31. The method of claim 1, wherein CHF in the second plasma etch ₃ And O ₂ The gas flow ratio of (2) is 1-2:1.

32. The method for removing a layer of a chip according to claim 1, wherein the power of the second plasma etching is 100-150 w.

33. The method for removing a layer of a chip according to claim 1, wherein the time of the second plasma etching is 5-10 s.

34. The method of claim 1, wherein the second plasma etch removes an oxide layer between a metal layer and a next layer.

35. The method of claim 1, wherein the first electrical test comprises a scanning electron microscope voltage contrast test.

36. The method of claim 1, wherein the second electrical test comprises a scanning electron microscope voltage contrast test and a nanoprobe test.

37. The method of claim 1, wherein the third etch is removed to the contact layer.

38. The method of claim 1, wherein the third electrical test comprises a scanning electron microscope voltage contrast test and a nanoprobe test.
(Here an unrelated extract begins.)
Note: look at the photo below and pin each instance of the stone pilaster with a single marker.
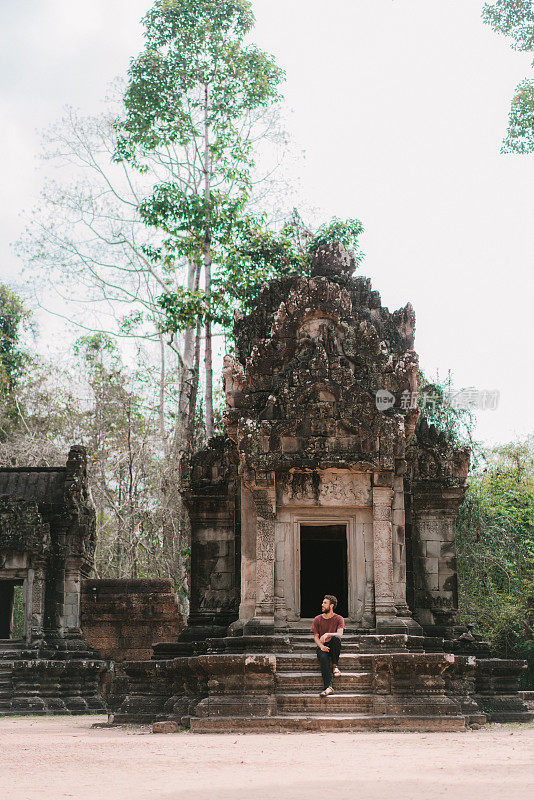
(263, 489)
(383, 561)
39. The chip delamination method according to any one of claims 1 to 7, wherein the chip delamination method comprises the steps of:

(1) Setting a compensation chip in a region outside the target chip to enable the target region to be positioned at the grinding center position, thereby obtaining a chip to be ground;

(2) Step (1) the chip to be ground is subjected to first grinding, wherein the first grinding is performed manually, a first level is removed, and the flatness of the surface of the first ground is 50-100 nm, so that a first chip is obtained;

(3) Slotting the periphery of the target area of the first chip to a substrate layer, wherein the slotting width is 10-20 mu m, the side length of an area surrounded by slotting is 1.2-1.4 times of the side length of the target area, and performing second grinding, wherein the second grinding is manual grinding, the second layer is removed, and the flatness of the surface of the second ground is 30-70 nm, so that the second chip is obtained;

(4) Step (3), the second chip is subjected to first etching, a first sub-layer in a third level is removed, and a first electrical test is performed; performing a second etching to remove a second sub-layer in the third level, and performing a second electrical test; and then carrying out third etching to remove the third sub-layer in the third layer to the contact layer, and carrying out a third electrical test to finish the delamination.